Oleh karena itu, perlu dilakukan penelitian tentang keanekaragaman fitoplankton terhadap
faktor fisik kimia dan pengaruhnya terhadap kualitas perairan tersebut.

3. Judul : Keanekaragaman dan distribusi makrozoobentos di perairan lotik dan lentik


Kawasan Kampus Institut Teknologi Bandung, Jatinangor Sumedang, Jawa Barat

Penulis : ANDRIA OKTARINA♥ , TATI SURYATI SYAMSUDIN

Link : https://smujo.id/files/psnmbi/M0102/M010210.pdf

Makrozoobentos berkontribusi sangat besar terhadap fungsi ekosistem perairan (Vyas


dan Bhawsar 2013) dan memegang peranan penting seperti proses mineralisasi dalam
sedimen dan siklus material organik (Vyas et al. 2012), serta berperan dalam transfer energi
melalui bentuk rantai makanan (Roy dan Gupta 2010; Sharma et al. 2013), sehingga hewan
ini berfungsi sebagai penyeimbang nutrisi dalam lingkungan perairan (Minggawati 2013).
Komposisi makrozoobentos dapat merespon perubahan variasi karakteristik fisika kimia air
diatasnya (Stamenkovic et al. 2010). Kondisi lingkungan yang diukur adalah suhu air
menggunakan SCT-meter, Oksigen terlarut (DO) ditentukan dengan menggunakan metoda
titrasi Winkler (Michael, 1984). pH diukur dengan pH meter (tipe Eco Tester) dan kecepatan
arus diukur dengan menggunakan meteran dan stopwatch untuk habitat sungai.
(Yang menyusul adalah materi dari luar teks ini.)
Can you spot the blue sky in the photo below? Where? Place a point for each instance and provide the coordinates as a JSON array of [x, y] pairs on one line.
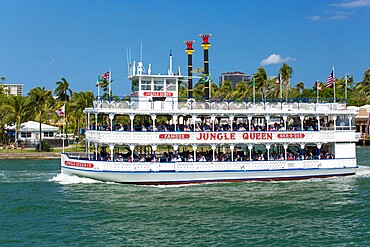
[[42, 41]]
Pada perairan mengalir (lotik) dan berbatu, pengambilan sampel makrozoobentos


dilakukan dengan menggunakan jala Surber (40cm x 25cm, ukuran jala/ mesh 0,2mm)
dengan cara diletakkan di dasar perairan dan posisi menentang arus. Semua batu dan material
lain yang terdapat dalam bingkai Surber dipindahkan ke dalam baskom, lalu dibersihkan
dengan sikat. Di setiap stasiun dilakukan 3 kali pengulangan. Seluruh hewan bentos disaring
dengan saringan (ukuran mesh 0,500 mm) dan diawetkan dalam larutan alkohol 70%.
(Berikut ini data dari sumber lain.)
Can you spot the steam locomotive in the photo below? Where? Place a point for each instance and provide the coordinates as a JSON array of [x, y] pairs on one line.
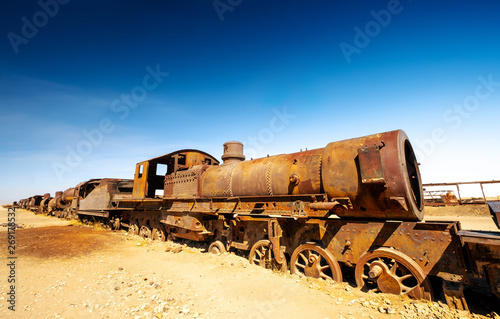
[[356, 203]]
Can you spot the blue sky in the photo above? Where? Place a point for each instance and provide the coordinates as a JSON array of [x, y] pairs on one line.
[[117, 83]]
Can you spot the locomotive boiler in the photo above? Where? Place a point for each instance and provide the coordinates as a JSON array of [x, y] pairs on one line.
[[357, 203]]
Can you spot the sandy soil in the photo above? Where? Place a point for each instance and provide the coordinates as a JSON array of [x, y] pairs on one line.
[[75, 271]]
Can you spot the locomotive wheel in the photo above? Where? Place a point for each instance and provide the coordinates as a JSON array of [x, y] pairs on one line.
[[315, 261], [262, 255], [390, 271], [217, 248], [115, 223], [145, 232], [159, 233], [133, 228]]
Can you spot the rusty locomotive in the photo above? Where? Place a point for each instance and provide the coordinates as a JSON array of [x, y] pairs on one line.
[[356, 203]]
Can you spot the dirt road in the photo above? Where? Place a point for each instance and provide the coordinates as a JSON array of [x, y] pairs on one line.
[[75, 271]]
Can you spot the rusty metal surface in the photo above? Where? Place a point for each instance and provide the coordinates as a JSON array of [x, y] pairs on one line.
[[392, 188], [431, 200], [494, 207]]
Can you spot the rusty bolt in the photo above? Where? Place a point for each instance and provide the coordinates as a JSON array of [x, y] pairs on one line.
[[295, 179]]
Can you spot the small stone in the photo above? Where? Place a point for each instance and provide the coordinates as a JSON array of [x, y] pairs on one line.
[[177, 250]]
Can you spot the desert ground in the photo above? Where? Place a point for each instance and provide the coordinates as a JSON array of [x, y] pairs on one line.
[[68, 270]]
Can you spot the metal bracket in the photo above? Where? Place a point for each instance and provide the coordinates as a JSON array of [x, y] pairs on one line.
[[370, 164]]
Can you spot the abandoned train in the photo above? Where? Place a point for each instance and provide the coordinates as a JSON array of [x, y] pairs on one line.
[[357, 203]]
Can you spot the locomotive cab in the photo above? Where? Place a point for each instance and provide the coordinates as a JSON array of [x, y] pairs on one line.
[[159, 176]]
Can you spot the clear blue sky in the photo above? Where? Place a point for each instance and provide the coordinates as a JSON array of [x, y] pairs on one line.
[[88, 88]]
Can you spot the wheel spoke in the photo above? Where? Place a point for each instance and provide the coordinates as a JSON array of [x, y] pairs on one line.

Kondisi lingkungan perairan di area penelitian pada habitat lotik, suhu perairan
berkisar antara 26,78-28,530 C dengan kadar oksigen pada semua habitat lotik berkisar antara
6,75-7,95. pH berkisar 6,36-6,41. Kecepatan arus sangat lambat sampai sedang yaitu berkisar
7,32-33,01 cm/det. TSS berkisar 191,67-291,67 mg/L, Kandungan Organik Tanah berkisar
5,52-11,70 %, amonium 0,07-0,15 ppm dan nitrat 0,15-0,50 ppm.
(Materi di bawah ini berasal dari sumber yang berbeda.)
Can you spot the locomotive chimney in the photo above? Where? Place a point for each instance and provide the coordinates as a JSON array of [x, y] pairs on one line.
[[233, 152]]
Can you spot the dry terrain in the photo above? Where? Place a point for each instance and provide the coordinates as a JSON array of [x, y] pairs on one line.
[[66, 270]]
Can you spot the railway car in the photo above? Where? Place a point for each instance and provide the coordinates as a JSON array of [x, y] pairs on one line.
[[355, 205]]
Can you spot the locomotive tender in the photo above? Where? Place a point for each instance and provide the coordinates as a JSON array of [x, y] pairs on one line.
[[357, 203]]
Hubungan komunitas makrozoobentos dengan variabel lingkungan Sebagian besar


komunitas makrozoobentos pada habitat lotik dijumpai pada kondisi lingkungan dengan
kecepatan arus dan kandungan organik tanah yang tinggi. Sebagian kecil dijumpai pada
tempat dengan pH, suhu air, oksigen terlarut, TSS, nitrat dan amonium yang tinggi (Gambar
3A). Sebagian besar komunitas makrozoobentos pada habitat lentik dijumpai pada kondisi
lingkungan dengan pH, suhu air, oksigen terlarut dan TSS yang tinggi. Sebagian kecil
dijumpai pada tempat dengan kandungan organik tanah, nitrat dan amonium yang tinggi,
Keanekaragaman komunitas makrozoobentos di perairan lotik dan lentik termasuk dalam
kategori keanekaragaman sedang dengan komposisi komunitas relatif merata. Sejak tahun
2011 di lokasi penelitian, sebagian habitat sungai telah mengalami perubahan menjadi danau
buatan serta adanya perubahan substrat dasar yang menyebabkan berubahnya fungsi
ekosistem ditandai dengan berubahnya komunitas makrozoobentos, namun perubahan habitat
sampai saat penelitian dilakukan masih dapat ditolerir oleh komunitas makrozoobentos.